Dining in Black-Tie Splendor
Grandiose ballroom setting backdrop for city's most elegant black-tie dinner
The record turnout of 104 formally-attired guests for the Rienzi Society annual dinner called for a different approach to seating than in the previous 15 years. Four banquet style tables, dressed in a French blue and crystal motif and laced with flowers, were centered in the grand ballroom of the Museum of Fine Arts, Houston house museum of decorative arts.
Inspired by the grand ballrooms in English country houses, not unlike Downton Abbey, it was a setting fit for blue bloods and, indeed, the Rienzi Society is comprised of leaders of the city's old guard.
In years past, the elite Rienzi Society membership dined at smaller tables spread throughout the formal areas of the John Staub-designed house that is filled with priceless European antiques.
On this evening, as is tradition, members voted from several options on the purchase of a work to add to the collection. Wining the hearts and pocketbooks of the society was a portrait of Archduchess MariaAmalia of Austria, Duchess of Parma.
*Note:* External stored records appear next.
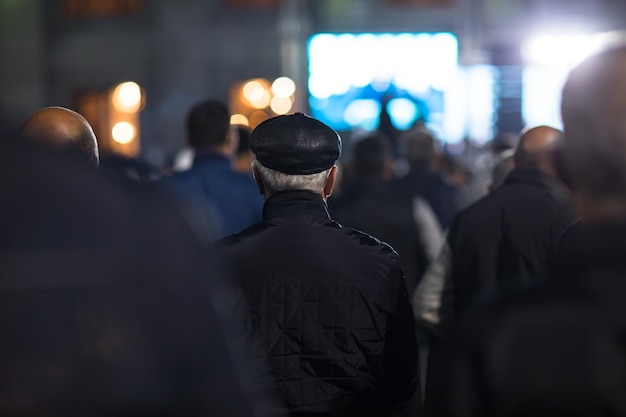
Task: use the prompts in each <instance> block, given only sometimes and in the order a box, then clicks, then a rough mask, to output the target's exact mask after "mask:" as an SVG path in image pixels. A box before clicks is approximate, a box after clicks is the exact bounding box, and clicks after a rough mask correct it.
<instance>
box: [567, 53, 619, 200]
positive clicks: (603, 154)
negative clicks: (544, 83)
mask: <svg viewBox="0 0 626 417" xmlns="http://www.w3.org/2000/svg"><path fill="white" fill-rule="evenodd" d="M561 112H562V116H563V125H564V131H565V142H564V146H563V163H564V166H565V169H566V172H567V174H568V176H569V177H570V178H569V180H570V183H571V185H572V188H573V189H574V192H575V193H577V194H578V195H582V194H584V195H585V196H586V197H588V198H589V199H590V200H595V201H602V200H604V201H607V200H608V201H612V202H617V201H621V202H623V203H626V47H620V48H616V49H611V50H608V51H605V52H603V53H601V54H598V55H596V56H593V57H591V58H589V59H587V60H586V61H584V62H583V63H582V64H580V65H579V66H578V67H576V68H575V69H574V70H572V72H571V73H570V75H569V77H568V80H567V82H566V84H565V86H564V87H563V96H562V100H561Z"/></svg>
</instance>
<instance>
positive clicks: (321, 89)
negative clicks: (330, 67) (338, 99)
mask: <svg viewBox="0 0 626 417" xmlns="http://www.w3.org/2000/svg"><path fill="white" fill-rule="evenodd" d="M309 91H310V92H311V95H312V96H313V97H316V98H320V99H324V98H329V97H330V96H332V95H333V91H332V87H331V85H330V84H329V83H328V82H327V80H326V78H325V77H323V76H318V75H313V74H312V75H311V77H310V78H309Z"/></svg>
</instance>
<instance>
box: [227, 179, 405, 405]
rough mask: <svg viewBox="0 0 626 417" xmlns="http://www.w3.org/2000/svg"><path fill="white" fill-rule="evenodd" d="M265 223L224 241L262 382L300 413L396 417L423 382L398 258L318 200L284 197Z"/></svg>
mask: <svg viewBox="0 0 626 417" xmlns="http://www.w3.org/2000/svg"><path fill="white" fill-rule="evenodd" d="M263 215H264V221H263V222H261V223H259V224H257V225H255V226H252V227H251V228H249V229H247V230H245V231H243V232H242V233H240V234H237V235H232V236H230V237H228V238H226V239H224V240H222V241H221V242H219V243H218V245H217V247H218V250H219V251H220V252H219V256H220V258H221V259H222V260H223V261H224V262H225V263H226V265H227V267H228V268H229V269H230V271H231V273H232V274H233V275H234V277H235V278H236V280H237V282H238V283H239V285H238V286H237V288H238V290H236V295H235V298H237V302H238V303H239V305H240V306H245V309H246V313H245V318H246V326H245V328H246V331H247V333H248V335H249V336H250V337H251V338H252V339H253V340H254V341H255V342H256V344H257V348H258V350H256V352H257V354H256V355H254V356H256V357H255V358H254V360H255V361H256V362H257V365H258V370H259V371H258V376H259V380H260V381H262V382H263V383H264V384H266V385H267V386H268V387H271V389H272V390H273V391H274V392H275V393H276V395H277V396H278V398H279V399H280V400H282V401H283V402H284V404H285V405H286V406H287V407H288V409H289V410H290V411H292V412H295V413H320V414H328V415H368V416H369V415H377V416H384V415H388V414H389V413H390V412H391V410H392V409H393V408H394V407H399V406H402V405H403V404H404V403H406V401H408V399H409V398H410V397H411V395H412V394H413V392H414V390H415V387H416V384H417V372H416V369H417V364H416V361H417V346H416V341H415V333H414V324H413V323H414V322H413V316H412V311H411V306H410V304H409V301H408V296H407V292H406V287H405V284H404V276H403V274H402V271H401V269H400V267H399V265H398V256H397V254H396V253H395V252H394V251H393V249H392V248H391V247H389V246H388V245H386V244H384V243H382V242H380V241H379V240H377V239H375V238H372V237H371V236H368V235H366V234H364V233H361V232H357V231H355V230H351V229H347V228H344V227H342V226H341V225H339V224H338V223H336V222H334V221H332V220H331V219H330V217H329V215H328V211H327V209H326V204H325V203H324V201H323V200H322V199H321V197H320V196H319V195H316V194H314V193H311V192H307V191H297V192H284V193H279V194H276V195H274V196H272V197H271V198H270V199H268V201H267V202H266V203H265V207H264V213H263Z"/></svg>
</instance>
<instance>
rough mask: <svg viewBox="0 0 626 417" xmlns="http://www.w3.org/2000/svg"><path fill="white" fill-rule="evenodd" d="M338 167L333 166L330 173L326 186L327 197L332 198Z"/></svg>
mask: <svg viewBox="0 0 626 417" xmlns="http://www.w3.org/2000/svg"><path fill="white" fill-rule="evenodd" d="M338 169H339V168H337V165H333V167H332V168H331V169H330V172H329V173H328V177H327V178H326V184H324V195H325V196H326V197H330V195H331V194H332V193H333V187H334V186H335V180H336V179H337V171H338Z"/></svg>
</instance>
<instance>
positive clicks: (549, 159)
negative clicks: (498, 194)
mask: <svg viewBox="0 0 626 417" xmlns="http://www.w3.org/2000/svg"><path fill="white" fill-rule="evenodd" d="M562 138H563V132H561V131H560V130H558V129H555V128H552V127H549V126H538V127H533V128H530V129H526V130H524V131H522V133H521V135H520V139H519V143H518V144H517V148H516V149H515V154H514V155H513V160H514V162H515V168H526V169H537V170H540V171H542V172H544V173H546V174H548V175H553V176H555V175H556V170H555V167H554V160H553V151H554V149H555V148H556V146H557V145H558V143H559V141H560V140H562Z"/></svg>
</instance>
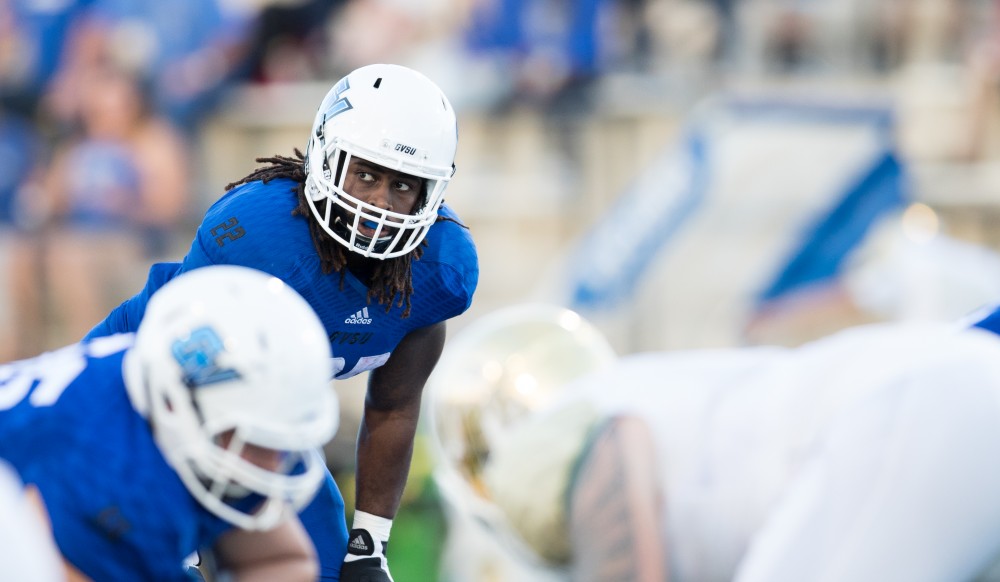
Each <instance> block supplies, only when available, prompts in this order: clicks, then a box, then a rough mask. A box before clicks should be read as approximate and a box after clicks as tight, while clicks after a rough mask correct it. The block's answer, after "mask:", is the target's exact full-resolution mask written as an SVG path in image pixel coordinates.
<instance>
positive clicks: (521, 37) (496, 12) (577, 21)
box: [467, 0, 611, 112]
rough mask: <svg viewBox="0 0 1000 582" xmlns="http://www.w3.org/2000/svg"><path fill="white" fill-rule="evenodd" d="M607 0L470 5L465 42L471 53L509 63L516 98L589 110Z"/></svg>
mask: <svg viewBox="0 0 1000 582" xmlns="http://www.w3.org/2000/svg"><path fill="white" fill-rule="evenodd" d="M610 5H611V3H610V2H608V1H607V0H577V1H574V2H562V1H558V0H548V1H543V2H527V1H525V0H492V1H488V2H480V3H476V5H474V6H473V10H472V14H471V19H470V23H469V28H468V32H467V34H468V37H467V42H468V46H469V49H470V50H471V51H473V52H474V53H486V54H493V55H495V56H497V57H498V58H502V59H508V60H509V61H510V65H511V68H510V69H508V73H509V74H511V75H513V76H514V83H515V85H514V89H515V95H514V96H513V97H514V98H515V99H516V98H523V99H527V100H529V101H531V102H536V103H539V104H542V105H547V106H549V109H550V110H554V111H559V112H562V111H564V110H565V109H567V108H571V109H579V108H586V107H587V106H589V104H590V103H589V101H590V95H589V91H590V89H591V85H592V82H593V81H594V80H595V79H596V77H597V76H598V75H599V73H600V70H601V62H602V61H601V58H602V54H603V52H604V50H605V49H606V48H607V47H606V46H605V39H604V37H603V35H602V26H601V18H602V17H603V16H604V15H605V14H607V13H608V11H607V8H608V7H609V6H610Z"/></svg>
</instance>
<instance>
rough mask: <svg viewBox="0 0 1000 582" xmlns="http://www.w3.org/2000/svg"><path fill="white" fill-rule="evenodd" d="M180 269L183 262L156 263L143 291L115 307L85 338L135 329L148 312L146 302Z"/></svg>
mask: <svg viewBox="0 0 1000 582" xmlns="http://www.w3.org/2000/svg"><path fill="white" fill-rule="evenodd" d="M180 271H181V263H155V264H154V265H153V266H152V267H150V269H149V277H148V278H147V279H146V286H145V287H143V289H142V291H140V292H139V293H137V294H135V295H133V296H132V297H130V298H129V299H126V300H125V301H124V302H123V303H122V304H121V305H119V306H118V307H116V308H114V309H113V310H112V311H111V313H109V314H108V316H107V317H105V318H104V321H102V322H100V323H98V324H97V325H95V326H94V328H93V329H91V330H90V332H89V333H87V335H86V336H84V338H83V339H85V340H89V339H93V338H97V337H104V336H108V335H112V334H116V333H124V332H130V331H135V330H136V329H137V328H138V327H139V322H140V321H142V316H143V315H144V314H145V313H146V304H147V303H149V298H150V297H152V296H153V293H155V292H156V291H157V290H158V289H159V288H160V287H162V286H163V285H164V284H166V282H167V281H169V280H171V279H173V278H174V277H176V276H177V275H178V274H179V273H180Z"/></svg>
Christiana and Luke McConn and Marilyn and Christopher Winters chaired the dinner that raised $303,000 for the collection of European decorative arts and paintings that are displayed in the former of the late Carroll Sterling (Christiana's grandmother) and Harris Masterson III.
This was Katherine Howe's final dinner as Rienzi founding director. She announced her retirement last month. In her honor, guests raised their glasses in a champagne toast.
Elizabeth Swift's Swift + Company created the regal setting and provided the elegant dinner that included fried quail salad, a main course of petit filet and herb-roasted shrimp and assorted bite-sized desserts.
The sophisticated crowd of Rienzi patrons included MFAH director Gary Tinterow and Christopher Gardner, Isla and Tommy Reckling, Randi and Johnny Carrabba, Nancy Allen, Eddie Allen, Ann Trammell, Carroll Goodman, Rosslyn and Marshall Crawford, Elise and James Reckling, Margaret Wilson Reckling, Melissa and Doug Schnitzer, Mary Eliza and Park Shaper and Eleni and Thad Fuller.